Fighting On The Allergy Front
You might not be able to control your allergies completely, but you can do yourself a favor by avoiding anything that causes your allergy symptoms.
Pets. If you are allergic to an animal, you might have to find a new home for your pet. If you can’t do that, it can help to keep pets out of your bedroom, have someone bathe them at least once a week, or have the animal live outside. You’ll also want to avoid pets at other people’s homes.

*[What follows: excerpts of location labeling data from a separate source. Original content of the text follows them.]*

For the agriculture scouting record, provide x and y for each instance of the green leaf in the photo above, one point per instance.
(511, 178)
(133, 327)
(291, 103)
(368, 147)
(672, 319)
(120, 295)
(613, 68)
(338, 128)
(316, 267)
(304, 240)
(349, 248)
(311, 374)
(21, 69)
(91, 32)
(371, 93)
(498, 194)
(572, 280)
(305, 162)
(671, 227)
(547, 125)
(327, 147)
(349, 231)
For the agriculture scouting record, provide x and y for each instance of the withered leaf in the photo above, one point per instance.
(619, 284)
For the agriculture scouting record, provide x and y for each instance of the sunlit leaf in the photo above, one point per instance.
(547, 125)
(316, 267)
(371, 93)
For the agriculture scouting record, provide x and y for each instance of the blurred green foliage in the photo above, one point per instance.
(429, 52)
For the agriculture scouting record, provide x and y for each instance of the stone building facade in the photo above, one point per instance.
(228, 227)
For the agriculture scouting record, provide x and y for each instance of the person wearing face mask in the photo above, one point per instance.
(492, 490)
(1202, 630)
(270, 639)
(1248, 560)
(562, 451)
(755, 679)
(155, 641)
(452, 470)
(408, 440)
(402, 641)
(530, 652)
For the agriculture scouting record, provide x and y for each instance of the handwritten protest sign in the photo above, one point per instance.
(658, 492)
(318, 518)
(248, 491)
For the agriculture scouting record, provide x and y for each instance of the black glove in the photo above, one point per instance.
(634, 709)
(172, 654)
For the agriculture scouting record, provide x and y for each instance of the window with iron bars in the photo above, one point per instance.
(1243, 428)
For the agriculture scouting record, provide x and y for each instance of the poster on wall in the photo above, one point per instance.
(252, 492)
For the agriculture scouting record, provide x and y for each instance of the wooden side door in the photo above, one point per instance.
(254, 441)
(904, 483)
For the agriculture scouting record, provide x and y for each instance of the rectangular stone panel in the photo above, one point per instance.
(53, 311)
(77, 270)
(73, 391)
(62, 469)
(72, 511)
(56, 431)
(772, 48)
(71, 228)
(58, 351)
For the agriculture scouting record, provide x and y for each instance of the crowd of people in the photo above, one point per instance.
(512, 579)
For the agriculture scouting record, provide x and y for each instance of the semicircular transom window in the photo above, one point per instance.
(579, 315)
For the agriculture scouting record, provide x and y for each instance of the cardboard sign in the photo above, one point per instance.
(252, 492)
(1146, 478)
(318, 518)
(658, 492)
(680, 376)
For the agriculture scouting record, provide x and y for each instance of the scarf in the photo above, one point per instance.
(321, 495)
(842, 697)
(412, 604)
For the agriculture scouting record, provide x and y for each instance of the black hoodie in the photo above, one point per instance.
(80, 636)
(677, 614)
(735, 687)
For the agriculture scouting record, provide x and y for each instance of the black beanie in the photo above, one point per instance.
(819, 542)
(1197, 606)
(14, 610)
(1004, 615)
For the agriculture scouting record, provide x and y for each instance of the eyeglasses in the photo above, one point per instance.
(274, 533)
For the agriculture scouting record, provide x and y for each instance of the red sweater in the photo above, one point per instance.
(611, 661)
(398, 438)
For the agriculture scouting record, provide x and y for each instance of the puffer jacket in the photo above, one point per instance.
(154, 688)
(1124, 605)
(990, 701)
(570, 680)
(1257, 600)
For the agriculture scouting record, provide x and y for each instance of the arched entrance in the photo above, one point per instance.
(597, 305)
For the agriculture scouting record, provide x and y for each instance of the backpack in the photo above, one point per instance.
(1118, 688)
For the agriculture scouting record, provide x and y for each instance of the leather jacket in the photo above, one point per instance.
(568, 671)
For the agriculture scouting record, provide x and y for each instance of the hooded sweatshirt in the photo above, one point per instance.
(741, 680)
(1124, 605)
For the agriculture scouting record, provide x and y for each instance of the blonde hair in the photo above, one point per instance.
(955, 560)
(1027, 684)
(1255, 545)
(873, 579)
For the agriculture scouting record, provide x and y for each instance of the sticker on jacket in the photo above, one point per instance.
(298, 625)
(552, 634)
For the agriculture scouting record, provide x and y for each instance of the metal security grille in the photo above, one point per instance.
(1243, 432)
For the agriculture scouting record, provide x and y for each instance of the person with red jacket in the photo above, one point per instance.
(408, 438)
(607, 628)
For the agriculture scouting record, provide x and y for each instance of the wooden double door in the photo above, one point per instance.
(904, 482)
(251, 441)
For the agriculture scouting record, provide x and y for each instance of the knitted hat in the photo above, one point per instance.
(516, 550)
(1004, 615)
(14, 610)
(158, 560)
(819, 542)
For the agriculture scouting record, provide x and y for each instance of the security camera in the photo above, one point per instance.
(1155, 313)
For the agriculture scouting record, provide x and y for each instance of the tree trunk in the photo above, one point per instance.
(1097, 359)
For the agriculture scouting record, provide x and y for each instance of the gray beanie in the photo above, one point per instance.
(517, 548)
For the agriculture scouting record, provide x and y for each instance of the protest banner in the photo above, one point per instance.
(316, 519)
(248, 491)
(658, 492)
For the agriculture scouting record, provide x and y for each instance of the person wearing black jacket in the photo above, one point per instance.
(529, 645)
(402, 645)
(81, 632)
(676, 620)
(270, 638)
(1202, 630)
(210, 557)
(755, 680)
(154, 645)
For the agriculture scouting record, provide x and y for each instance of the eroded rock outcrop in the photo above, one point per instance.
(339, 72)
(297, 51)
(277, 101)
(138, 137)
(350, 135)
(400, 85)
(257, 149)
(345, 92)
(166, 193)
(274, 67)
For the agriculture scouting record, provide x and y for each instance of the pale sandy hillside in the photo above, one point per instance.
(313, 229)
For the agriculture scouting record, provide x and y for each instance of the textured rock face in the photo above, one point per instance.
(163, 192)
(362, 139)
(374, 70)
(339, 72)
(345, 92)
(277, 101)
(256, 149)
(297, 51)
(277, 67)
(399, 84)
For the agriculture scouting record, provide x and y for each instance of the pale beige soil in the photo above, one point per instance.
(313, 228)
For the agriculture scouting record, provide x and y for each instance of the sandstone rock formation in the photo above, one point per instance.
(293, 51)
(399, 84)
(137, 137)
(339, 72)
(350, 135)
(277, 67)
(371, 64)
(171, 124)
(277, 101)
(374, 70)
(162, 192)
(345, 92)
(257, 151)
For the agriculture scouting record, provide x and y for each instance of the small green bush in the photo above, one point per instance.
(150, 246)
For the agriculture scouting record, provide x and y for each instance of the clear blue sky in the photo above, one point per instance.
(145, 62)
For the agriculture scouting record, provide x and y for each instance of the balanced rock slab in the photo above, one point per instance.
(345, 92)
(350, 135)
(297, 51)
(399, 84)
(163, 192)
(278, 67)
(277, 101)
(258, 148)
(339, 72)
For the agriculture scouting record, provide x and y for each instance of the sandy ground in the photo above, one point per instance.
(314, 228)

Dust mites. If dust mites are your trouble, your mom or dad can use special covers for your bed and wash your sheets and blankets in very hot water to get rid of them. Keeping your room neat and clean also will help. Store stuffed animals or other stuff that attracts dust somewhere other than your room.
Food allergies. If you have food allergies, always read food labels to check the ingredients and learn the different names for the food allergen. Even though you may have eaten a food before, always check the label because ingredients may change. If you’re not sure about a food, don’t eat it. Instead, ask a grownup if it’s safe. Your mom or dad can help teach you which foods and ingredients you should avoid.
Also, your parents can help you pack safe snacks for occasions away from home when everyone else might be having something you can’t, such as peanut butter ice cream. Then, instead of feeling left out, you can snack along with your friends without risking an allergy attack and, even worse, having to go home early!